If you woke up today with chronic pain, fatigue, dizziness, nausea and spatial disorientation, just getting out of bed would be a challenge. What if you made it to the doctor only to be told there was no cure, some people might think it was “all in your head”, and there was perhaps not much help out there. This appears to be the story for thousands of chronic fatigue suffers in Australia.

OurSay user Peter Evans spoke of this “disability discrimination” for the Grill the Independents forum, which gives people the chance to post, vote and comment on questions that will be asked to the lower house independents by Crikey next month. Evan’s question is currently number two:

“ME (Myalgic Encephalomyelitis), sometimes derogatorily referred to as chronic fatigue syndrome, affects about 90,000 Australians on current prevalence rates. It can be lifelong, severe to the point of needing help with personal care and costs the community hundreds of millions of dollars a year. Despite this, the federal government through the National Health and Medical Research Council has only ever funded one significant medical research project into the illness. Why is more not being done?”

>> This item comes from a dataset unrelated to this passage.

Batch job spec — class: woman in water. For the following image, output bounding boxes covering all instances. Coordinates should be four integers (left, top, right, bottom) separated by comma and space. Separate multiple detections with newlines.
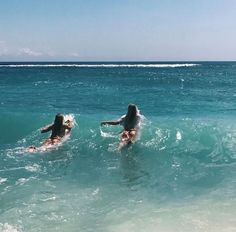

The Australian government might be sensitive to the plight of those with a disability, but when it comes to providing real monetary support to organisations and research facilities that deal with lesser-known conditions, that sympathy could dry up. To find out more, Crikey contacted OurSay user and commenter Annie Wilson, a former teacher who was forced to leave the workforce in order to care for her 13-year-old child who suffers from ME/CFS.

“It just really frustrates me that there is a complete lack of awareness about what to do. So little is known, there is no clear evidence, we were just left with the diagnosis, and off you go,” Wilson said.

She explained that it was only after she started her own blog and began researching treatments in the US that she came across a medication that might help to ease her daughters incapacitating symptoms. “Schools have no idea what’s actually going on in her body. As a parent I am trying to educate myself and educate others at the same time.”

Wilson spoke of the severe lag in government funding towards research on ME/CFS and described how difficult it was to lobby for action when you or your child was affected. “It’s hard for some to even look at a computer screen for more than five minutes,” she said.

Since 2000, the NHMRC has given $1.4 million to research projects into ME/CFS, compared to $25.1 million for Juvenile Diabetes Research or $48.4 million towards the national GP Asthma Initiative in 2001.

Long-term ME/CFS sufferer Leah Jasmine, who also commented on OurSay, believes the government’s reluctance to acknowledge ME/CFS as a valid disability which impairs the lives of so many, reflects their general lack of interest in dealing with this complex and highly individualised illness.

“You call up asking for help only to discover the people with ME/CFS are not on the list for help. It’s just not good enough,” Jasmine said.

When Jasmine became ill with ME/CFS at four years old, doctors literally shrugged their shoulders and told her parents that she had “a rare as yet undiagnosed cancer” and would be unlikely to live beyond her eighth birthday. She says that even now it takes on average five years to diagnose the disease, which means that there could be thousands of sufferers living with ME/CFS in Australia without access to vital treatment services.

Jasmine says that ME/CFS is in fact an umbrella diagnosis that is indicative of the universal confusion and lack of knowledge about its neurological basis. She explains that key medical bodies withhold their findings because they want to be the first to discover a “cure” in order to claim back money for their research. “There is no unified research body, which is what is needed to put all the pieces of the puzzle together,” she said.

According to a speech by Christine Hunter, whose 19 year old daughter Alison died from the disease, the shift to the name “Chronic Fatigue Syndrome” in 1988 has encouraged the dismissal, scorn and medical neglect so often endured by people with ME/CFS who have sometimes been told the symptoms are all in their head.

“The emphasis of ‘fatigue’ (weariness) at the expense of the cardinal neurological, gastrointestinal, cardiac and myoarthralgic features trivialises the substantial disability of ME. Often sufferers are bound to their bed or a wheel chair, requiring 24 hour care,” Hunter said in the speech.

Crikey contacted the Australian Medical Association, who said that they did not have a specific policy on ME/CFS.

The three most popular questions from the OurSay forum will be put to the independents on September 12 by Crikey’s Canberra correspondent Bernard Keane. Entries and voting closes at 5pm on September 7.